New exhibit highlights the hidden work of African American naturalists

black and white photo of harriett tubman

George Mason University scholars from the John Mitchell, Jr. Program for History, Justice, and Race at the Jimmy and Rosalynn Carter School for Peace and Conflict Resolution and the Department of Environmental Science and Policy (ESP) of the College of Science have teamed up to create an online exhibit highlighting and acknowledging the hidden history of enslaved naturalists.

Charles Chavis, assistant professor of conflict resolution and history at the Carter School, and Travis Gallo, assistant professor in ESP, were awarded a $20,000 grant from the National Park Service’s 400 Years of African American History Commission to research, design and create "The Enslaved Naturalist" exhibit. Housed in the John Mitchell, Jr. Program Digital Museum and curated by Chavis, Gallo, Mason doctoral student Laura Brannan, and researcher Ajanet Rountree, "The Enslaved Naturalist" is the Mitchell Program’s flagship exhibit.

Between 1619 and 1863, enslaved and free African Americans contributed significantly to the current understanding of natural history, particularly in the United States. But their stories are not included in American classrooms, textbooks, or discussions. Men like Henry David Thoreau, John Muir, Carl Linnaeus, and Aldo Leopold have places in the accepted narratives—but folks like Harriet Tubman, Jenny Dugan, Brister Freeman, and York have been intentionally excluded.

The exhibit aims to promote narrative change by introducing learners of every age and background to the complex and expansive contributions that enslaved African Americans have made to our understanding of, and inextricable relationship with, the natural environment. 

The exhibit is buoyed by original research and scholarship, alongside oral history interviews with Pauline Copes Johnson (great-great-grandniece of Harriet Tubman), Rita Daniels (great-great-great grandniece of Harriet Tubman), Ranger Angela Crenshaw (Maryland Park Service), Dr. Iris Barnes (Lillie Carroll Jackson Museum), and Chris Haley (Maryland State Archives). Oral histories for this exhibit were coordinated by Jack Del Nunzio, oral history coordinator and research historian at the John Mitchell, Jr. Program, with support from Joshua O’Neal. 

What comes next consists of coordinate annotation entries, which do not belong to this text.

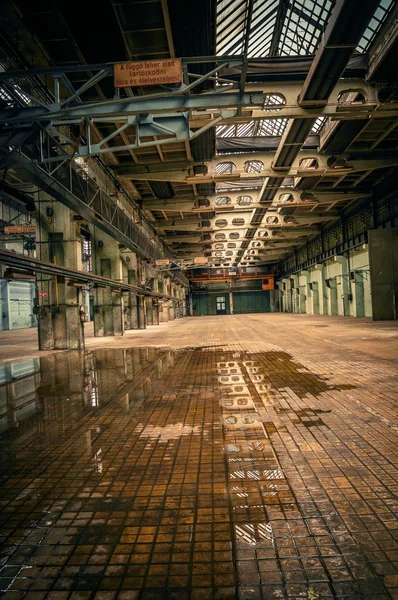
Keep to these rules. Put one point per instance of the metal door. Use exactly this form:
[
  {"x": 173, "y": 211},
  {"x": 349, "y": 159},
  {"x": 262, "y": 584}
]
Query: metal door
[
  {"x": 221, "y": 305},
  {"x": 359, "y": 299},
  {"x": 315, "y": 298},
  {"x": 333, "y": 298},
  {"x": 303, "y": 298}
]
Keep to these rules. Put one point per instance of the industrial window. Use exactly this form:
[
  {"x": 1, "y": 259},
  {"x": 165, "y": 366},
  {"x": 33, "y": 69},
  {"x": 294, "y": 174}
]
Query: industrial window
[
  {"x": 225, "y": 168},
  {"x": 223, "y": 201},
  {"x": 244, "y": 200}
]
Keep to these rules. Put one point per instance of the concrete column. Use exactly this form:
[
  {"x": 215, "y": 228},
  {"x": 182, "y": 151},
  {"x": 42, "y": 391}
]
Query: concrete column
[
  {"x": 149, "y": 310},
  {"x": 141, "y": 313},
  {"x": 155, "y": 309},
  {"x": 171, "y": 311},
  {"x": 163, "y": 311},
  {"x": 58, "y": 241},
  {"x": 108, "y": 302}
]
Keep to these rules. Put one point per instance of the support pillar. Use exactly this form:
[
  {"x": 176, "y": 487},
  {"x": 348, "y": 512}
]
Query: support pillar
[
  {"x": 141, "y": 313},
  {"x": 108, "y": 307},
  {"x": 59, "y": 300},
  {"x": 155, "y": 309}
]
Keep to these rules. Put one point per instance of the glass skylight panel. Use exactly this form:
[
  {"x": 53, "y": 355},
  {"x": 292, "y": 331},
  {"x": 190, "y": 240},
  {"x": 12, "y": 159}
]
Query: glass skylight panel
[
  {"x": 375, "y": 24},
  {"x": 318, "y": 124},
  {"x": 305, "y": 23}
]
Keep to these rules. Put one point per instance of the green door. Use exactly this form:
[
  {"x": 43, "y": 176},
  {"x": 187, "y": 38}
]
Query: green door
[
  {"x": 251, "y": 302},
  {"x": 200, "y": 304}
]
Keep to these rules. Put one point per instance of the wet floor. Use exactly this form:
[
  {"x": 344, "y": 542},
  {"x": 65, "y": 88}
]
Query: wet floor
[{"x": 200, "y": 473}]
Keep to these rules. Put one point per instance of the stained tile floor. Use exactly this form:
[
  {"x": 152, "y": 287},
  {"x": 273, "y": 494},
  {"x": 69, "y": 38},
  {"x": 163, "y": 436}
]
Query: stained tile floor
[{"x": 238, "y": 460}]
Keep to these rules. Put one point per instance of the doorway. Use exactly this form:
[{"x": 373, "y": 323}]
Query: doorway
[{"x": 221, "y": 305}]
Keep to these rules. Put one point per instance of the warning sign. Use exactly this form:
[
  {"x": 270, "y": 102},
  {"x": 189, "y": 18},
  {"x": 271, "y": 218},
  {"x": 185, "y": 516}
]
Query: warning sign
[
  {"x": 27, "y": 228},
  {"x": 148, "y": 72}
]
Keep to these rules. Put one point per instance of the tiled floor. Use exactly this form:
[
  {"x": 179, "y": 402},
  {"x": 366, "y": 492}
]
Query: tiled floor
[{"x": 237, "y": 457}]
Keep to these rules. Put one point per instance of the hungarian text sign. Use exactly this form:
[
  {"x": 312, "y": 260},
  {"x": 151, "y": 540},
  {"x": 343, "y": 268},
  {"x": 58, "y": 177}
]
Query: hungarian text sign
[
  {"x": 19, "y": 229},
  {"x": 148, "y": 72}
]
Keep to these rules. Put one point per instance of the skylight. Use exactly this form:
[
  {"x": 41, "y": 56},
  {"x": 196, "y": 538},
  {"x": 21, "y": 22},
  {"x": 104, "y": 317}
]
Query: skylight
[
  {"x": 273, "y": 29},
  {"x": 375, "y": 24}
]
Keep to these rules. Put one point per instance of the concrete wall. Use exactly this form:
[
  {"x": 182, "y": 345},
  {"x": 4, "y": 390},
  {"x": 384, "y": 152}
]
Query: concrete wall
[{"x": 338, "y": 286}]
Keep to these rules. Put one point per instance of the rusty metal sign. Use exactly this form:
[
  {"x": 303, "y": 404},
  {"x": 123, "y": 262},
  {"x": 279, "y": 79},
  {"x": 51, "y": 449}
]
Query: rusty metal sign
[
  {"x": 148, "y": 72},
  {"x": 162, "y": 262},
  {"x": 20, "y": 229}
]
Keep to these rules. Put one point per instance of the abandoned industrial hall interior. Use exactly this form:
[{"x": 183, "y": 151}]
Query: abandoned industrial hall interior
[{"x": 198, "y": 299}]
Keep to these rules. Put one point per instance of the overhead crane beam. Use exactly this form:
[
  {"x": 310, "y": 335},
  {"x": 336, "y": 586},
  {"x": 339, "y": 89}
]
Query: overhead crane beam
[
  {"x": 100, "y": 210},
  {"x": 346, "y": 25},
  {"x": 27, "y": 263}
]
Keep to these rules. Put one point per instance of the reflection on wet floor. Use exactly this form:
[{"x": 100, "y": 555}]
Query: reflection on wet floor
[{"x": 148, "y": 473}]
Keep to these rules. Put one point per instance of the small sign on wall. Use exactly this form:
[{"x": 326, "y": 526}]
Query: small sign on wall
[{"x": 148, "y": 72}]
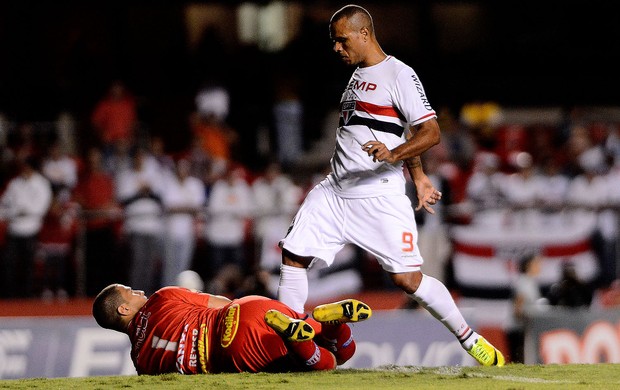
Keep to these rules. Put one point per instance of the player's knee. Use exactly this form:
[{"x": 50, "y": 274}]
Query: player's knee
[
  {"x": 408, "y": 281},
  {"x": 291, "y": 259}
]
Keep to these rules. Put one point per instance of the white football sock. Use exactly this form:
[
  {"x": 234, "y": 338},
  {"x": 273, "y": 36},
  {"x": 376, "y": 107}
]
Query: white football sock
[
  {"x": 293, "y": 287},
  {"x": 435, "y": 297}
]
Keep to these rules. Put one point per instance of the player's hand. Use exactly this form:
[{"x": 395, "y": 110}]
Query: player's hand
[
  {"x": 428, "y": 195},
  {"x": 379, "y": 152}
]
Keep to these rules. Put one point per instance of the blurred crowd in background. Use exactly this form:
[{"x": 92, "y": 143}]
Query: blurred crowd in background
[
  {"x": 105, "y": 190},
  {"x": 124, "y": 209}
]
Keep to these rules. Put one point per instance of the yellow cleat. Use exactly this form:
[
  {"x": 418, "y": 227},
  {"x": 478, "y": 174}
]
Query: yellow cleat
[
  {"x": 486, "y": 354},
  {"x": 349, "y": 310},
  {"x": 290, "y": 328}
]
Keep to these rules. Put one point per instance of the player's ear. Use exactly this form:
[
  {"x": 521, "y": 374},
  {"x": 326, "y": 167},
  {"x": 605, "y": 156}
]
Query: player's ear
[
  {"x": 365, "y": 33},
  {"x": 123, "y": 309}
]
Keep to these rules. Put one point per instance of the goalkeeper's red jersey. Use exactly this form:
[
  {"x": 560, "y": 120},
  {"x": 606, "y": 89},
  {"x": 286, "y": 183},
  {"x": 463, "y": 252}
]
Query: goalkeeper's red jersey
[{"x": 175, "y": 331}]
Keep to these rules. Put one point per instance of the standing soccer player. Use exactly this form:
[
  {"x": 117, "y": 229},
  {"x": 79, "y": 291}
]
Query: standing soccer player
[{"x": 385, "y": 119}]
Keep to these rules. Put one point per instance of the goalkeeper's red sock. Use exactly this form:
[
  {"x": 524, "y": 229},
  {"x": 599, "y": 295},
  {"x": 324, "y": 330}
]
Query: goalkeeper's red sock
[{"x": 340, "y": 341}]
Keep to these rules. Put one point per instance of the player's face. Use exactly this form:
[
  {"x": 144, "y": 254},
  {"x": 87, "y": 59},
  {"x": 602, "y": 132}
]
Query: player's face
[{"x": 347, "y": 42}]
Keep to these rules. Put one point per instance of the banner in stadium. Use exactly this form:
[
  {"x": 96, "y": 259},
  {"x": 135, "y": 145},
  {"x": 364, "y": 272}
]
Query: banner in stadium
[
  {"x": 564, "y": 336},
  {"x": 487, "y": 256},
  {"x": 78, "y": 347}
]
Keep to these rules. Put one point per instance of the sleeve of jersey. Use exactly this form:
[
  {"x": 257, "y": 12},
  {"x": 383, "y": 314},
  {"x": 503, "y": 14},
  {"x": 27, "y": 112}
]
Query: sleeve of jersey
[
  {"x": 410, "y": 98},
  {"x": 183, "y": 294}
]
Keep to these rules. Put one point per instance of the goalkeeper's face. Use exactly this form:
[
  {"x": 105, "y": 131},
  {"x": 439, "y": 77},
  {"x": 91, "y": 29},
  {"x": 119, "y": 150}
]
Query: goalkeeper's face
[{"x": 134, "y": 298}]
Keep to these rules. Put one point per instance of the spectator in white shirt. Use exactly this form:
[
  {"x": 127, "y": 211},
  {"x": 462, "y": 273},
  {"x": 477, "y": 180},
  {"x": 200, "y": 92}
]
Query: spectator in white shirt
[
  {"x": 25, "y": 203},
  {"x": 61, "y": 170},
  {"x": 229, "y": 207},
  {"x": 183, "y": 198},
  {"x": 139, "y": 190},
  {"x": 277, "y": 199}
]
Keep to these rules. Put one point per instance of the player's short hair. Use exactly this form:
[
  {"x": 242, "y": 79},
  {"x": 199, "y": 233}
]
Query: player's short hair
[
  {"x": 350, "y": 11},
  {"x": 105, "y": 308}
]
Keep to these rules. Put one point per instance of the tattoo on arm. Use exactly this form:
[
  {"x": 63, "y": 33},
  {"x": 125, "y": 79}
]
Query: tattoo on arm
[{"x": 414, "y": 162}]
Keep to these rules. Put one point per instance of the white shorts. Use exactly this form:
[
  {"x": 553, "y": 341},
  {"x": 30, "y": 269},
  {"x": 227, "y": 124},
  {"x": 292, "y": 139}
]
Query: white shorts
[{"x": 384, "y": 226}]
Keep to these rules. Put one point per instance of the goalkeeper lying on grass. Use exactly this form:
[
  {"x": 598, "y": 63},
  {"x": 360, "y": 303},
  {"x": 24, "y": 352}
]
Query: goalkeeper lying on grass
[{"x": 179, "y": 330}]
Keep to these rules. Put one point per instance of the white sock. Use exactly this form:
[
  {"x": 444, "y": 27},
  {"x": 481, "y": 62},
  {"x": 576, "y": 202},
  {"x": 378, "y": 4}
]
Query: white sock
[
  {"x": 435, "y": 297},
  {"x": 293, "y": 287}
]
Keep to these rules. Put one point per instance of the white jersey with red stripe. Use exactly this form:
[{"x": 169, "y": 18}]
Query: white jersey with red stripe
[{"x": 380, "y": 102}]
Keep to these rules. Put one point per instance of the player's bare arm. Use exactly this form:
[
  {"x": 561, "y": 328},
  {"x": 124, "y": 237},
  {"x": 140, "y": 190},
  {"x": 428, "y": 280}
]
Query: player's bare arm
[
  {"x": 425, "y": 136},
  {"x": 426, "y": 192}
]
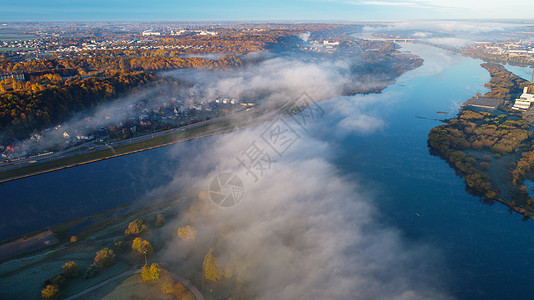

The curators also recognize the support of the Harriet Tubman Learning Center to the success of this exhibit.

“This online exhibit creatively merges compelling visual artwork, scholarly research, primary documents, a digital map, and embedded interviews with expert historians and original oral histories with the descendants of Harriet Tubman," said RJ Ramey of auut studio, an industry-leading digital humanities studio that helped to design exhibit. "The project’s exploration of the enslaved man York, for example, brings numerous direct entries to light from the journal of William Clark. An interactive map allows readers to locate the eight islands that, to this day, bear the name of York as they were named by the expedition.” 

This project joins a recent movement within the United States and the world, seeking to amplify the voices of people of African descent who have been historically suppressed. For example, on October 17, 2021, the organization Black in Natural History Museums launched the Twitter campaign #BlackInNHM to begin sharing stories of enslaved people that contributed to current scientific knowledge and the evolution of natural history museums. "The Enslaved Naturalist" shares the same objectives: to highlight and celebrate individuals who have been historically excluded from natural history lessons. 

Chavis and Gallo said they hope that educators, students, and amateur naturalists will all take something away from this exhibit. Educators will have access to resources that allow them to further diversify their educational materials, and students and young naturalists will be exposed to broader representation in the fields of natural history, botany, ecology, wildlife science, and conservation.

In the near future, the Mitchell Program will be partnering with like-minded organizations, such as the National Park Service and the Harriet Tubman Learning Center, to produce and distribute K-12 curriculum as a companion to "The Enslaved Naturalist" exhibit. 

The exhibit will remain a work-in-progress. Moving forward, Gallo will mentor an undergraduate researcher through Mason’s Office of Student Scholarship, Creative Activities and Research (OSCAR). This student will have the opportunity to develop narratives about Black naturalists and expand the number of subjects covered by the exhibit.

"For two centuries, these naturalists did not receive the just rewards and recognition for their contributions," said Gallo. "Now is the time to acknowledge their place as early naturalists and rectify the way we teach about the great contributors to our modern world."